Campo Pequeno cheio que nem um ovo para celebrar a banda inglesa.

Todas as dúvidas e dilemas existenciais que se abatem sobre uma banda dissipam-se em noites como a vivida neste domingo no Campo Pequeno, em Lisboa, diante dos Keane. O banho caloroso da multidão que enchia o recinto circular serviu de gostoso recarregamento espiritual para a banda inglesa, depois de sete anos de interregno que puseram tudo em causa.
 
O concerto de duas horas, que trouxe os Keane de volta aos palcos da capital sete anos depois, começou com uma das músicas do novo álbum "Cause and Effect", 'You’re Not Home', com os sintetizadores às rodas e em loop, como se estivessem no poço da morte. 'Day Will Come' reforça ainda mais a raça da banda, antes da primeira canção querida da noite, 'Silenced by the Night'. 
 
Sempre muito simpático, o vocalista Tom Chaplin falou dos tempos difíceis destes sete anos de paragem para ele (por causa da toxicodependência) e para o compositor e teclista Tim Rice-Oxley (que sofreu com os efeitos do divórcio).

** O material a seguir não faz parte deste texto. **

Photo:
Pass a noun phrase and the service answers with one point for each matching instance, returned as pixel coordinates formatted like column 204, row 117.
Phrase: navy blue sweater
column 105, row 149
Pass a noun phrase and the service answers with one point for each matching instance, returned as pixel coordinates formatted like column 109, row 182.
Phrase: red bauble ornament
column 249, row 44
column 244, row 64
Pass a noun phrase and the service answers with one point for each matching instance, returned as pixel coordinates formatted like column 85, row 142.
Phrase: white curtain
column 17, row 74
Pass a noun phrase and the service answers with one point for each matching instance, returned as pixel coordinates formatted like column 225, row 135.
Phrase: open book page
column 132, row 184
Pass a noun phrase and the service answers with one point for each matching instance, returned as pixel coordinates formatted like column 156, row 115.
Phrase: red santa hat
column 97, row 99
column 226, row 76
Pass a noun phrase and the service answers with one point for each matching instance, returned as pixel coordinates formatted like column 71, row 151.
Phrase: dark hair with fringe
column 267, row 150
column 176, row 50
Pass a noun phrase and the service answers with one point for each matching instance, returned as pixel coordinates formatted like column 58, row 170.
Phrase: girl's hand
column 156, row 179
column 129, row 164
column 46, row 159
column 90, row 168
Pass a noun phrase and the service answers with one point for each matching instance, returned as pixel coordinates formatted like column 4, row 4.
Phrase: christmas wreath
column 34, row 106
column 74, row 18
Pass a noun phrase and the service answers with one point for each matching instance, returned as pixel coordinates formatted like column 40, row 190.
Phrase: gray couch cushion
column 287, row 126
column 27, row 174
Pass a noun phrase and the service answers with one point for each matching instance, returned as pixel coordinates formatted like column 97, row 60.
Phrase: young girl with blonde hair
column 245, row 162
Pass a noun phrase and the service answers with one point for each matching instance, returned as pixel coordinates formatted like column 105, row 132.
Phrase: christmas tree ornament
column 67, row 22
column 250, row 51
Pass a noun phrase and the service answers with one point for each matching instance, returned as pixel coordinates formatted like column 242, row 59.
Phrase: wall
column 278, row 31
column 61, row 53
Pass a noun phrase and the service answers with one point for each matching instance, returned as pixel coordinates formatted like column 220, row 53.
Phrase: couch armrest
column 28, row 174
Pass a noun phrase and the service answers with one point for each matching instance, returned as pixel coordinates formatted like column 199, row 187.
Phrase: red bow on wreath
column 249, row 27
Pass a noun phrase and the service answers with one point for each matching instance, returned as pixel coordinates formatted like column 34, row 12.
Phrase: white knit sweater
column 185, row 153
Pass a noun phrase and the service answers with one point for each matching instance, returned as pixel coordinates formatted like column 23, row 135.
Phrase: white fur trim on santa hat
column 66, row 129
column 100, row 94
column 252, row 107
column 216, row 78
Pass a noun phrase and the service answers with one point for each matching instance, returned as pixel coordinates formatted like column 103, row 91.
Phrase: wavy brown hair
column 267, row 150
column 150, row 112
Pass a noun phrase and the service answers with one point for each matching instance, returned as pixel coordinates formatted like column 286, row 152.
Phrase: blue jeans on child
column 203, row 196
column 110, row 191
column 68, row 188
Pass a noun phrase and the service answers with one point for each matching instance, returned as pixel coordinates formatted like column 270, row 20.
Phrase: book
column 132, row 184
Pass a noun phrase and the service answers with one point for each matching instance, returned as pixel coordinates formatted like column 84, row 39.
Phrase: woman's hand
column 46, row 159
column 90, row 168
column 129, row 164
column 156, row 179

Minutos depois, mais de cinco mil pessoas cantavam com ele 'Everybody's Changing', um dos primeiros grandes êxitos do grupo. As coisas já estavam tão espevitadas que em 'Is It Any Wonder?', Tim Rice-Oxley já não se aguentava sentado, a música pedia posição vertical total. "Vocês parecem-me muito vivos para um público de domingo à noite", desabafou Tom Chaplin.
 
Mas depois, vinham as baladas. Uma das canções da nova colheita, 'Strange Room', estava imbuída de uma melancolia que inspirou um manto de luzes de telemóveis no ar. 'Bend and Break' é a canção pop-rock arrumadinha para elevar emoções, com a ajuda das pinceladas frenéticas dos teclados de Tim Rice-Oxley. 'She Has No Time' é uma daquelas baladas fáceis para os bateristas e uma oportunidade de relaxamento para Richard Hughes, o homem das baquetas nos Keane.
 
Em 'The Way I Feel', as luzes faíscam mais, com um som que faz uma tangente ao synth-rock dos Killers. A festa continua em 'Spiralling', sobretudo para uma mulher que dança de pé na bancada, enquanto sorri de felicidade no meio do sector sentado. Há tantos anos e tanta vida de canções de Keane naquele rosto sorridente. 
 
Tom Chaplin está perplexo com a reacção entusiástica do público do Campo Pequeno. Não resiste em mostrar o seu carinho para com Portugal - que pareceu sincero. "Sempre que posso, passo aqui férias. Sou daqueles ingleses horríveis que vai sempre ao Algarve, às villas", gracejou. Na subida gradual de emoções, conta-se a balada ao piano de 'Try Again' ou a passeata de Chaplin de uma ponta à outra do palco em 'Nothing in My Way'. Foi maestro de um coro de tres mil pessoas, no lançamento de 'You Are Young', onde repetiu o cântico já com a música adiantada
 
Em 'This Is the Last Time', o cantor de cabelo grisalho ergue o seu braço livre no ar repetidamente. A glória está a acontecer. Em 'Somewhere Only We Know', Tom Chaplin estica o suporte de microfone na direção do público, qual herói de grande massas ao estilo de Jimi Kerr dos Simple Minds. Na verdade, Tom Chaplin já não precisava de fazer grande coisa. A energia eólica proveniente das palmas e das vozes do público soprava a favor deles.
 
No encore, 'Crystal Ball' e 'Sovereign Light Café' mantiveram a vibração alta e fecharam um concerto repleto de emoções. Os portugueses adoram os Keane - foi o que deu para perceber neste concerto no Campo Pequeno.